Sheaf of Grief
Ketaki Kushari Dyson
SHRINGARA by Shanta Acharya Shoestring Press, 2007, 61 pp., £8.95
June 2007, volume 31, No 6

The word shringara, the title of Shanta Acharya’s fourth full-length poetry collection, has a special reverberation for me. In my childhood, reading Bengali poetry from the olden days, I would come across this mysterious word, the sheer sound of which delighted me, but whose real meaning eluded me in spite of my precocity. The only thing that was clear was that it was something special that a man did with a maiden… It is a Sanskrit word shared by modern Indian languages—I imagine it is as much a part of Shanta’s native Oriya as it is of my native Bengali—whose primary meanings include sexual desire, erotic love, and indeed sexual intercourse itself. It is also a keyword in traditional Indian literary theory, in which literature is meant to evoke in the reader states of stabilized emotion, known as rasas. Rasa itself is an interesting word, its primary meaning being ‘juice, liquid essence’. Some nine or ten fundamental rasas are enu-merated in Indian literary theory, with shringara heading the list as the adi-rasa (or the ‘primal juice’, as it were). There are other subsidiary senses in which the word shringara is used, but if I had to choose a European equivalent for it, I would settle for the Greek word eros, with the French jouissance as a runner-up.
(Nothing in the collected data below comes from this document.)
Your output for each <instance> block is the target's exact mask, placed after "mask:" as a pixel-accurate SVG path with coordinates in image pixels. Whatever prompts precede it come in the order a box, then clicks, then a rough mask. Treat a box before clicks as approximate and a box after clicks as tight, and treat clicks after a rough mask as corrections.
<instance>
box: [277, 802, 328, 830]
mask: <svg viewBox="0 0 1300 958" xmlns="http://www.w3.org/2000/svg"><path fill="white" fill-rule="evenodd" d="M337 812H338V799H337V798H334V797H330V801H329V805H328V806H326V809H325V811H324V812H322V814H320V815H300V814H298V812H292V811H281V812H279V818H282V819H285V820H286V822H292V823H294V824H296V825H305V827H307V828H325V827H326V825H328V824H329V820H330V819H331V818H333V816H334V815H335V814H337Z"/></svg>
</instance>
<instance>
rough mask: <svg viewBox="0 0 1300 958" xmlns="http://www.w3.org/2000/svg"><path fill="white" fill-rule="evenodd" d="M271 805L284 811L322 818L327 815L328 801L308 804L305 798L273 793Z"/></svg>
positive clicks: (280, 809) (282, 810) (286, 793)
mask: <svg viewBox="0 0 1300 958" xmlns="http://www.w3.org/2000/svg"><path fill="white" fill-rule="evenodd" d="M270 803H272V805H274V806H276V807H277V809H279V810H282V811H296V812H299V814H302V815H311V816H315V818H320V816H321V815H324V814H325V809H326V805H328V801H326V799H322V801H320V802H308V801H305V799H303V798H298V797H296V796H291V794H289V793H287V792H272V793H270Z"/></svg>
The cover of this book, too, a deep blue inset with the photograph of a tree in blossom, with reddish flowers, encouraged me to think that I was about to read poems about love. To my surprise I found that the very first poem was a meditation in London’s Highgate Cemetery, though with yew, clematis, ivy, insects, larvae, butterflies, and birds, the ambience there had ‘more to do with the living than the departed’.